The ‘Jimmy Savile Scandal‘, a title used for reason of simplicity not accuracy, brings into question predilections of past and present government MPS, policies and procedures of the BBC and whether cover-ups by all strands of the media are still taking place. How strange it is that only Savile, Gary Glitter and Freddie Starr are the names in the mainstream. When Heath and Lord Mountbatten are names that are bandied about on the Internet. Still the established British institutions talk in the vaguest of terms rather than name names; leading to cries of further corruption and continued cover-up.
The ‘Hillsborough Scandal‘, again, a title for ease not accuracy, is a scandal of such shocking heartlessness and cruelty towards the bereaved by the police and media for the last 25 years that nation cannot yet come to terms or hardly believe the truth of such systematic deceit.
The UK is a country whose elected leader meets the unelected head of state for two hours each week; a meeting that is not recorded or minuted and never normally disclosed. Without question, we accept these meetings as cozy, little chats. Yet The UK’s, supposedly, independent state broadcaster had to apologise to the un-elected head of state for accidentally once revealing something of these private meetings.
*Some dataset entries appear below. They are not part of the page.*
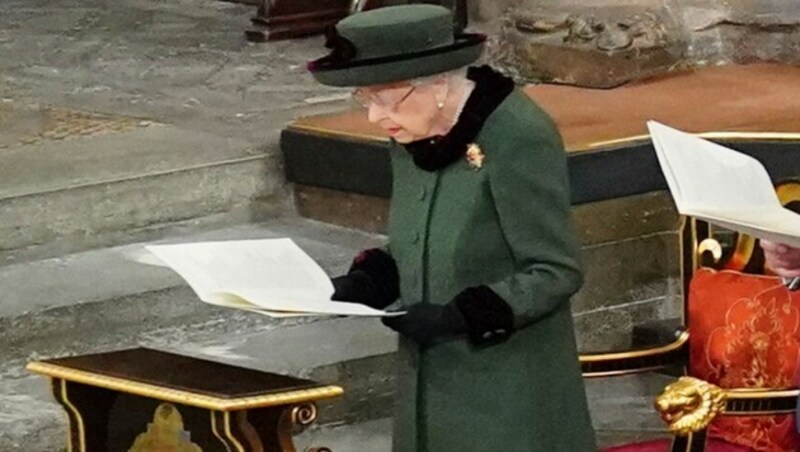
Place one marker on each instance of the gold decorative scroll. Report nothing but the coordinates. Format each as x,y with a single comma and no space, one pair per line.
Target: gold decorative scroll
165,433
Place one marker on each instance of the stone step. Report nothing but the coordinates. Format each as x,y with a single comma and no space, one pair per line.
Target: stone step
138,114
77,188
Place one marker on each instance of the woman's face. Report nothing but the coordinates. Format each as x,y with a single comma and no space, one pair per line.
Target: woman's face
406,112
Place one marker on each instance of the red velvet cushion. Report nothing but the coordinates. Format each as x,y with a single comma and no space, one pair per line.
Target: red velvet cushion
745,333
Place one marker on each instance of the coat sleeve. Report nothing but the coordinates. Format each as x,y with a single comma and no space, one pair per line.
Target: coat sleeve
530,188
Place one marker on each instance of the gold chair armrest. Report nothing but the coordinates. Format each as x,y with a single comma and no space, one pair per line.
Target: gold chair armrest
635,361
690,404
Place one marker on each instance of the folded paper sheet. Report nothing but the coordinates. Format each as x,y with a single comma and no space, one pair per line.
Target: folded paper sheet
270,276
722,186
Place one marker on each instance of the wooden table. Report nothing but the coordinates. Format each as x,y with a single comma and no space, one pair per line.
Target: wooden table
147,400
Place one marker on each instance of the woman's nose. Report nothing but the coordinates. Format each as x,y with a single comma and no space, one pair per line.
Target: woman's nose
375,113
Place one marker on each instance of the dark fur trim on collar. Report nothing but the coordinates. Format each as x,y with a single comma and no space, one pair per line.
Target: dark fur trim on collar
491,89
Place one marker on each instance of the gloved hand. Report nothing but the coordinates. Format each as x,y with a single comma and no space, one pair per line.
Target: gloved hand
490,320
372,280
477,311
424,322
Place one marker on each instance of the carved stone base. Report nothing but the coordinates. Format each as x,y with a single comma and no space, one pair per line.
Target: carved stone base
603,49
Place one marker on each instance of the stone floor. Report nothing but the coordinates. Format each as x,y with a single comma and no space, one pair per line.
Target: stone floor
100,103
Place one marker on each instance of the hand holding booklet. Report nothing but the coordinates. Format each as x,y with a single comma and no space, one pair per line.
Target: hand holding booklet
722,186
270,276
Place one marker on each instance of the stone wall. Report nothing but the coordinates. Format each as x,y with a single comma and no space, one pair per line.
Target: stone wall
614,41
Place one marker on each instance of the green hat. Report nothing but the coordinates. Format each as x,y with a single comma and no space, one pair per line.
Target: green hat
393,44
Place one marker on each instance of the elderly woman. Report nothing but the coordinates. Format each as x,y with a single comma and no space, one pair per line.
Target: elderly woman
481,256
783,259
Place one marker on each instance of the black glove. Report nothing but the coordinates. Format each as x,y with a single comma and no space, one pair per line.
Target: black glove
490,320
372,280
424,322
477,311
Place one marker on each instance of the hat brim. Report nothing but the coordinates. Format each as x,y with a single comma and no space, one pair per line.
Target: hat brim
465,50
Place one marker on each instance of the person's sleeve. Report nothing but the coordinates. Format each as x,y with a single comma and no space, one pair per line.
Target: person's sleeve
530,188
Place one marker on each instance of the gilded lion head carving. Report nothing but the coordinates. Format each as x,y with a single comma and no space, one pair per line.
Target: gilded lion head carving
689,405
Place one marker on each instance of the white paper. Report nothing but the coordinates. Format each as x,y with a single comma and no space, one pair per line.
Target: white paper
722,186
270,276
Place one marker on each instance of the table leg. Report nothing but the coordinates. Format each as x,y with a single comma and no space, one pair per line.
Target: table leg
88,410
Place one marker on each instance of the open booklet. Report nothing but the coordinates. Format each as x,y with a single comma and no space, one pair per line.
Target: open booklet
270,276
722,186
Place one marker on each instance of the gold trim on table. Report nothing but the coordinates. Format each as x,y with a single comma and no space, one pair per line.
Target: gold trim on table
183,397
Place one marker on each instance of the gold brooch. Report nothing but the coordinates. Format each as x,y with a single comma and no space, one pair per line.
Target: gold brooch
475,156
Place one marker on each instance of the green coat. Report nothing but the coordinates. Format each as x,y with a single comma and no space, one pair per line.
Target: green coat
505,225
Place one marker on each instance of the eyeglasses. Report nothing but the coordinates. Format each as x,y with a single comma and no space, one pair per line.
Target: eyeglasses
381,99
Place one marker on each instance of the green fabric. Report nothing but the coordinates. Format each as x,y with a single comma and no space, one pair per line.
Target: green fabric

Decade after decade the Brits have never even thought of challenging the structure or ethics of those meetings.
And there’s more…
David Laws, a man who stole more than £40,000 of tax-payers money rather than admit he is gay, is back in government; not only was he never even arrested, his fellow MPs stumbled over themselves in the media to say what a nice guy he is. Now we have Denis McShane, who has resigned after making 19 false accountancy claims. No arrest is likely, due to parliamentary privilege.
The Phone hacking scandal that saw police office accepting money from journalists in exchange for information on celebrities, as part of what was a much bigger scandal.
And what of the corruptions we don’t know about. Why are our businesses allowed to make such huge profits at the cost of the old and poor?
All of these scandals have one thing in common: Support from other British Establishment institutions, to such an extent that its perfectly clear to the world that corruption is integral part of British power.
We live and work in this corruption so much so that it has become part of our lives that we don’t question it in any way comparable with our analysis on China or Iran – or maybe we simply don’t know how to begin to question the corruption. We would need to view each scandal from somewhere far away to comprehend the magnitude and rottenness – perhaps somewhere as far away as China!